//
Lampu padam, penginapan sederhana dimana aku bermalam gelap. Resepsionis bawakan sebatang lilin dengan membawa pula sebatang lilin menyala di tangannya sebagai penerang. Ia nyalakan lilin itu dengan sigap kemudian berlalu setelah aku ucapka terima kasih.
Ini malam kedua aku di Wawonii, sebuah kabupaten yang masih sangat balita. Namu indahnya luar biasa, boleh dipotres dari udara, Wawonii ini bentuknya seperti hati, maka pantaslah disebut pulau cinta.

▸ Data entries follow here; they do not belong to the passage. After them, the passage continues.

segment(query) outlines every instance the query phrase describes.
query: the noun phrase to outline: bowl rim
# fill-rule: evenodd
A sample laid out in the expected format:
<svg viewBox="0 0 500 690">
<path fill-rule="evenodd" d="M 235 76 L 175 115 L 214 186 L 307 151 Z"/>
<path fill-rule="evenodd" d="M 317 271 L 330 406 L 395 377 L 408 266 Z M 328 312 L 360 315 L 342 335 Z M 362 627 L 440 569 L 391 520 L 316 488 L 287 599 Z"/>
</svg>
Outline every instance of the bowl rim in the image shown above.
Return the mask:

Dengan penerangan lilin aku habiskan sisa kopi yang masih tersisa setengah  gelas, tentu dengan menyulut sebatang rokok kesukaanku. Jarum jam telah menunjukkan jam 00.00. Di atas meja, laptop setiaku masih on di atasnya ada rentetan naskah cerita tentang daerah ini.
//
Mengetahui hubungan tak setara antara Durubalewula dan Wulangkinokiti, Raja Wawonii murka dan memarahi habis-habisan putrinya. Sang putri hanya terdiam dan menangis dalam pelukan bundanya, sang permaisuri.
"Wulangkinokiti, engkau pantas mencintai Durubalewula. Pemuda itu hanya anak rakyat jelata. Mau disimpan dimana muka ayahandamu di depan para kawula Kerajaan Wawonii."
Permaisuri ikut menangis memeluk putrinya yang cantik jelita. Perempuan separubaya ini memahami perasaan wanita yang menjadi darah daginya itu. Raja mondar mandir, sesekali duduk namun dengan muka penuh kemarahan. Ia merasa terpukul dengan kelakuan putrinya itu.
"Wulangkinokiti, camkanlah. Jangan lagi engkau berhungan dengan Durubalewula. Kamu tidak boleh keluar istana tanpa pengawalan dari saudara-saudaramu atau ibumu. Kamu harus dipingit. Ini adalah kuputusanku, keputusan raja dan hanya nyawa akan jadi taruhannya bila dilanggar."
Dengan suara tinggi raja tinggalkan ruangan. Permaisuripu ikut terisak bersama putrinya dalam pelukan. Kedua wanita ini lemas mendengar keputusan raja.